The Bishop of Portsmouth flew out to Ghana on Friday to build closer relationships with the Anglican churches there.
The Right Reverend Christopher Foster will be in Ghana until 1 May for his second trip to the country in two years.
In 2011, he spent 10 days visiting six of Ghana's 10 dioceses. He promised to return in the future and visit the other four dioceses.
The bishop will be joined by his wife, the Reverend Sally Davenport, vicar of Holy Trinity and St Columba, Fareham.
Also making the visit is Portsmouth diocesan spirituality adviser, the Reverend Dr Ruth Tuschling, and chairman of the Inter-Diocesan West Africa Link (IDWAL), Canon Terry Louden.
The centrepiece of his trip will be a three-day clergy dchool at the Nkawie Retreat Centre in the Diocese of Kumasi.
The retreat centre was opened with the help of donations from Christians across the Diocese of Portsmouth and Bishop Foster was present at its consecration during his last visit.
The three-day gathering will focus on what clergy can learn from different Christian spiritual traditions.
Another highlight of the trip is a visit to the College of Health in Kintampo, where hundreds of new community mental health workers are being trained with the support of the Kintampo Trust, a charity established by NHS mental health professionals in Hampshire. The college has increased the number of trained mental health workers by 17 per cent since 2011.
The bishop will preach at Christ Church Cathedral in Cape Coast Diocese, and visit the Dioceses of Tamale, Koforidua and Dunkwa.
"This trip will be a great opportunity to build on the strong relationships developed over many years of this link with the dioceses in Ghana," he said.
"I experienced vitality of faith and witness during our last visit, and my colleagues and I are looking forward to meeting new friends and making new connections."

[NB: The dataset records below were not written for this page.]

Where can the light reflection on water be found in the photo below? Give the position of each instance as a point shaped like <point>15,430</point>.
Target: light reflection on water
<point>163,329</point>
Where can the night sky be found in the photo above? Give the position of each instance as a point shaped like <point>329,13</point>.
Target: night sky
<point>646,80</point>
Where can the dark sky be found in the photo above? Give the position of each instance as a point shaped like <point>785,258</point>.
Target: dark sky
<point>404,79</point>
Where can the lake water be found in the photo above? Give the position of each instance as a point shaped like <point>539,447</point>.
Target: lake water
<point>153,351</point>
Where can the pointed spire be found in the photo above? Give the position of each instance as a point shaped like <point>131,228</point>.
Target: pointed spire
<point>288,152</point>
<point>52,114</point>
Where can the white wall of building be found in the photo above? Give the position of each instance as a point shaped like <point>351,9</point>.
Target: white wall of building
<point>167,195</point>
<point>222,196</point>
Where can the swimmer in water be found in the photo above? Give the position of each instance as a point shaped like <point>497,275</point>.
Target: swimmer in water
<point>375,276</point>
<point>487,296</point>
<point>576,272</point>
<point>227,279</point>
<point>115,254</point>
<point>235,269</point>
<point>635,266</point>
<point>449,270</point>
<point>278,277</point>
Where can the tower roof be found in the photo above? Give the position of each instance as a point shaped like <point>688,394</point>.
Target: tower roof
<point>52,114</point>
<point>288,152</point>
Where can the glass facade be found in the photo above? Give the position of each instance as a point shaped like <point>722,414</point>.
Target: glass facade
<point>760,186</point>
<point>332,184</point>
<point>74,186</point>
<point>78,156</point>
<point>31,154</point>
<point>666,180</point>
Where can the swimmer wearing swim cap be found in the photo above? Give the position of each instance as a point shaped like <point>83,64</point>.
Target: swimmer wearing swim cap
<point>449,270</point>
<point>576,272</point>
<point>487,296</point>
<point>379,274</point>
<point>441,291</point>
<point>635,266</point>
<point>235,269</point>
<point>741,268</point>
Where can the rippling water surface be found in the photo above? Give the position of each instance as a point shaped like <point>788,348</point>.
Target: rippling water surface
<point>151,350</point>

Dr Mark Roberts, the UK lead for the Kintampo Project, and a Fareham-based NHS psychiatrist said: "We welcome the bishop's work in Ghana to gain an understanding of mental health from the perspective of the Ghanaian clergy.
"Forging strong relationships between health workers and the clergy is key to reaching and supporting people with mental illness, and the Portsmouth delegation's work will be a big step towards achieving this."